Required one-time setup on npmjs.com

Do this before the first automated publish or it will fail.

  1. Go to npmjs.com → sign in → click your avatar → Packages@billjr99/pi-openai-compat
  2. Click Settings (in the left sidebar of the package page)
  3. Scroll to Publishing → enable Trusted Publishing
  4. Add a publisher with these exact values:

| Field | Value | |---|---| | Repository owner | BillJr99 | | Repository name | pi-openai-compat | | Workflow filename | publish.yml | | Environment | (leave blank) |

  1. Click Save

No token to copy, no secret to rotate. That's the only setup step.

What the workflow does

# .github/workflows/publish.yml
on:
  push:
    branches: [main]

permissions:
  contents: write    # push the version-bump commit back to main
  id-token: write    # request an OIDC token from GitHub for npm auth

On every push to main the workflow:

  1. Checks out the repo with GITHUB_TOKEN so it can push back
  2. Runs npm version patch --no-git-tag-version to increment the patch number in package.json (e.g. 1.1.01.1.1)
  3. Commits the updated package.json with [skip ci] in the message so the commit does not re-trigger the workflow
  4. Pushes the bump commit to main
  5. Runs npm publish --access public --provenance
    • GitHub mints a short-lived OIDC token proving the job is running from this exact repo and workflow
    • npm validates it against the trusted publisher config above and allows the publish — no NPM_TOKEN secret required
    • --provenance attaches a signed build attestation to the package, visible on the npmjs.com package page under Provenance

The published package is immediately available at https://www.npmjs.com/package/@billjr99/pi-openai-compat.

Installing from npm

pi install npm:@billjr99/pi-openai-compat         # latest
pi install npm:@billjr99/[email protected]   # pinned version
pi update  npm:@billjr99/pi-openai-compat          # update to latest
pi remove  npm:@billjr99/pi-openai-compat          # uninstall

Troubleshooting

Connection fails during /compat-login Verify the base URL does not have a trailing slash and ends with /v1. Confirm the API key is correct and has model-access permissions. For Ollama: ensure ollama serve is running. For self-hosted Open WebUI: the OpenAI-compatible API is under /api/v1, not the SPA root — e.g. https://your-host/api/v1, not https://your-host. Hitting the root returns the HTML SPA and /compat-login fails with a JSON parse error.

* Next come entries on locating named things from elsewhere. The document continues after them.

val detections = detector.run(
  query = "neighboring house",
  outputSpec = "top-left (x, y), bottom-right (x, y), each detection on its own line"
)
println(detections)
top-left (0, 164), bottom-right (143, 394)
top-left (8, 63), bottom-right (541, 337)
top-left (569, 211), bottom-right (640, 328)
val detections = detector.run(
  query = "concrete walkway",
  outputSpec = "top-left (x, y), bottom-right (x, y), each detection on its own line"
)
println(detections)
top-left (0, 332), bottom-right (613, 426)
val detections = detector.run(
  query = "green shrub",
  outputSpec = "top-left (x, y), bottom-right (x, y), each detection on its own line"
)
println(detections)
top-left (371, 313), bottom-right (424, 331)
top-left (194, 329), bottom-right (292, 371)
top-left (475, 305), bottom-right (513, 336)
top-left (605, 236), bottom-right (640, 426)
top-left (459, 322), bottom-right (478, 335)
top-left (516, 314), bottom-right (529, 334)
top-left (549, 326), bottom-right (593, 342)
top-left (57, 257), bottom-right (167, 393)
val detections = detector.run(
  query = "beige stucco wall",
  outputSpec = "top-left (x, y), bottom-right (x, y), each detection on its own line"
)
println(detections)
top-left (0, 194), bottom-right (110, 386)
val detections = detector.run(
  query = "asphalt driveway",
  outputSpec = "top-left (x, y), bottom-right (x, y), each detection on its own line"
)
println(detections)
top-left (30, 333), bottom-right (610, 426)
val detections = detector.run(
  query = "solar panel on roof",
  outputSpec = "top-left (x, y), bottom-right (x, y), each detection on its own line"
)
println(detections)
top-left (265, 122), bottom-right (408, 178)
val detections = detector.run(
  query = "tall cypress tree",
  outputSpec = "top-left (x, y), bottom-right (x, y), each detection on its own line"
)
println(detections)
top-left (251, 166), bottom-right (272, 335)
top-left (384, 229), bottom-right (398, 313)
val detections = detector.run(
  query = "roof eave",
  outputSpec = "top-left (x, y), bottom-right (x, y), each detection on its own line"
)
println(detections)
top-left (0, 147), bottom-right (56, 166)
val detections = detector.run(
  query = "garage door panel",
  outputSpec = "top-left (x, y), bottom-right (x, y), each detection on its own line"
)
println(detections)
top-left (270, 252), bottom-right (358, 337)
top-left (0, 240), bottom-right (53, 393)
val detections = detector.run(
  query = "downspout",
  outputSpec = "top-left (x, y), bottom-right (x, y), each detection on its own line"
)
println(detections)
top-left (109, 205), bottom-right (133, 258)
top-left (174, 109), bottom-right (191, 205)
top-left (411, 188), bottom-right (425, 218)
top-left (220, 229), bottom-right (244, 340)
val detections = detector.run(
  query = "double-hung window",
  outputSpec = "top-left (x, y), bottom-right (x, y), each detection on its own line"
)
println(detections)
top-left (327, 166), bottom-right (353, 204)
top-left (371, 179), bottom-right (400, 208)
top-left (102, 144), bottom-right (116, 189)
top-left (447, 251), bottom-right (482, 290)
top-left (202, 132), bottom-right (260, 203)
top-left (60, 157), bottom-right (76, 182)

Cloudflare AI Gateway returns 401 Unauthorized Check both: (1) the API token has AI Gateway: Run and Workers AI: Read under "Permissions", scoped to the correct account; and (2) the gateway slug in the URL actually exists under that account — list them with:

curl https://api.cloudflare.com/client/v4/accounts/$ACCOUNT_ID/ai-gateway/gateways \
  -H "Authorization: Bearer $TOKEN"

An empty result array means the gateway isn't there (you may need to create it in dash.cloudflare.com → AI → AI Gateway, or you're querying the wrong account).

No models appear after login For Ollama: pull at least one model first (ollama pull llama3). For OpenRouter: some keys are restricted to free-tier models only. For NIM: confirm your account has inference access enabled.

Models appear in /model but requests fail Check /compat-login ran successfully (no error message). Verify Ollama is still running if using a local endpoint.